Centauri Dreams recently examined wormholes and their possible survival from the early universe through the mechanism of a negative mass cosmic string. But what exactly is a cosmic string? Here’s Lawrence Krauss on the subject:

“During a phase transition in materials — as when water boils, say, or freezes, the configuration of the material’s constituent particles changes. When water freezes, it forms a crystalline structure. As crystals aligned in various distances grow, they can meet to form random lines, which create the patterns that looks so pretty on a window in the winter. During a phase transition in the early universe, the configuration of matter, radiation, and empty space (which, I remind you, can carry energy) changes, too. Sometimes during these transitions, various regions of the universe relax into different configurations. As these configurations grow, they too can eventually meet — sometimes at a point, and sometimes along a line, marking a boundary between the regions. Energy becomes trapped in this boundary line, and it forms what we call a cosmic string.

“We have no idea whether cosmic strings actually were created in the early universe, but if they were and lasted up to the present time they could produce some fascinating effects. They would be infinitesimally thin — thinner than a proton — yet the mass density they carry would be enormous, up to a million million tons per centimeter. They might form the seeds around which matter collapses to form galaxies, for example. They would also ‘vibrate,’ producing not subspace harmonics but gravitational waves. Indeed, we may well detect the gravitational wave signature of a cosmic string before we ever directly observe the string itself.”

From The Physics of Star Trek (New York: HarperCollins, 1995), pp. 149-150.

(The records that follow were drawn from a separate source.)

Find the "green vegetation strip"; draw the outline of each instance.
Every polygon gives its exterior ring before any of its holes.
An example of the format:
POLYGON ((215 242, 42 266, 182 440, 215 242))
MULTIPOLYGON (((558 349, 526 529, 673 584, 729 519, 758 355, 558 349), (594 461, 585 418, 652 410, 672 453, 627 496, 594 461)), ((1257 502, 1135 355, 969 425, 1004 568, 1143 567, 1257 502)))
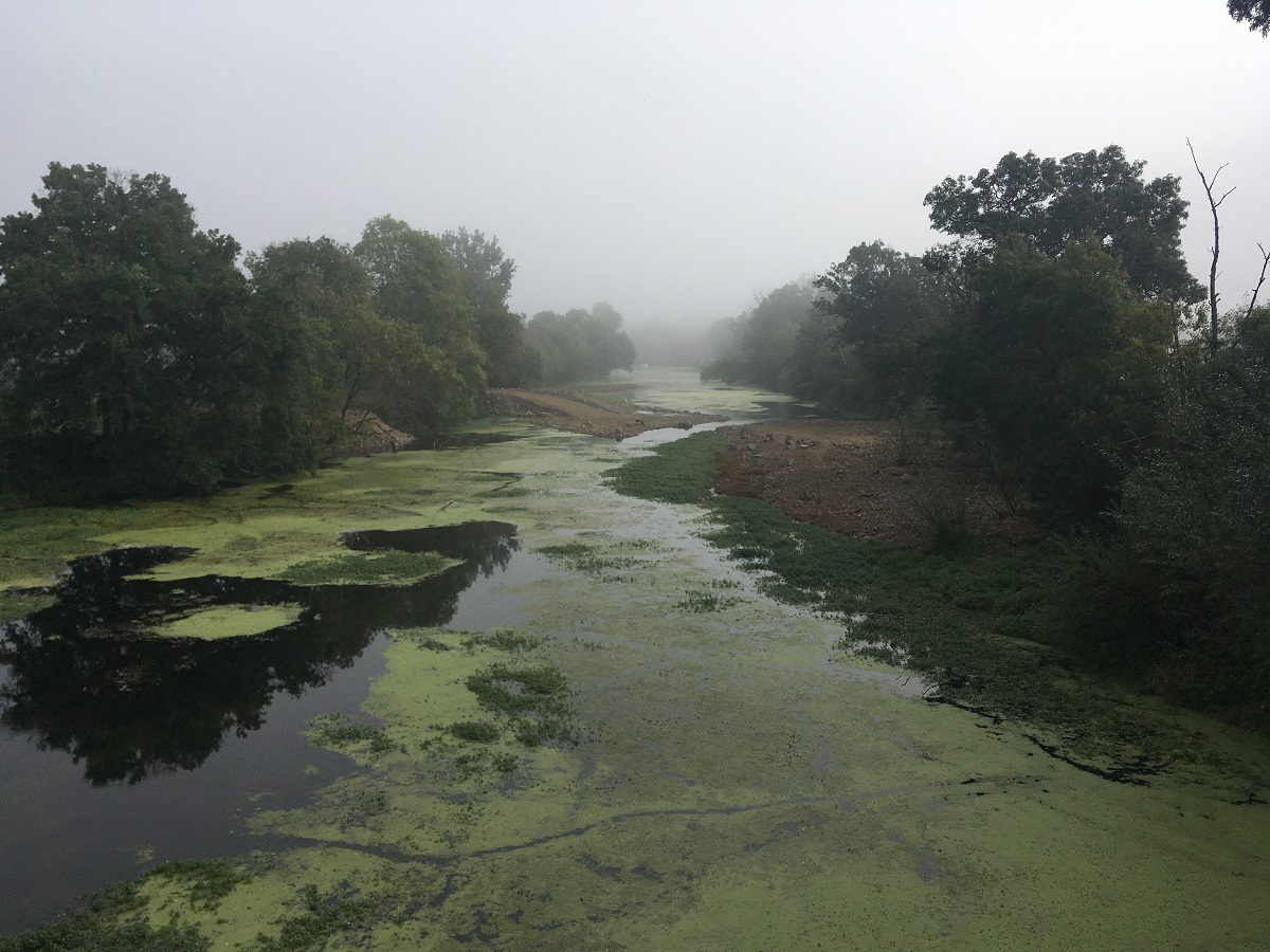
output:
MULTIPOLYGON (((203 952, 211 948, 196 927, 154 925, 146 920, 149 902, 141 886, 168 880, 188 891, 194 909, 216 910, 235 886, 251 878, 234 859, 178 859, 160 863, 132 882, 112 882, 67 916, 20 935, 0 937, 0 952, 203 952)), ((305 947, 307 948, 307 946, 305 947)))

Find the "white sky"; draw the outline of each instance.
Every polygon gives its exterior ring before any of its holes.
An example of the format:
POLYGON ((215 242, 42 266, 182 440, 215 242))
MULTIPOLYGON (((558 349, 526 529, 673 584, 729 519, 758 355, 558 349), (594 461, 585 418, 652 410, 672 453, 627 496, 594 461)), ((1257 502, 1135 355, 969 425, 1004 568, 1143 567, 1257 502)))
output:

Of course, what Landis, Forward and the other authors of the paper “Natural Wormholes as Gravitational Lenses” were talking about was not just a cosmic string, but one possessing negative mass, and it would have to wrap itself around a wormhole in order to stabilize it so it could survive to the present time. Do such structures exist? If so, it is possible that advances in both space-based and ground astronomy will eventually prove the point, but even then, we’ll be left to speculate about where or when such a wormhole might lead.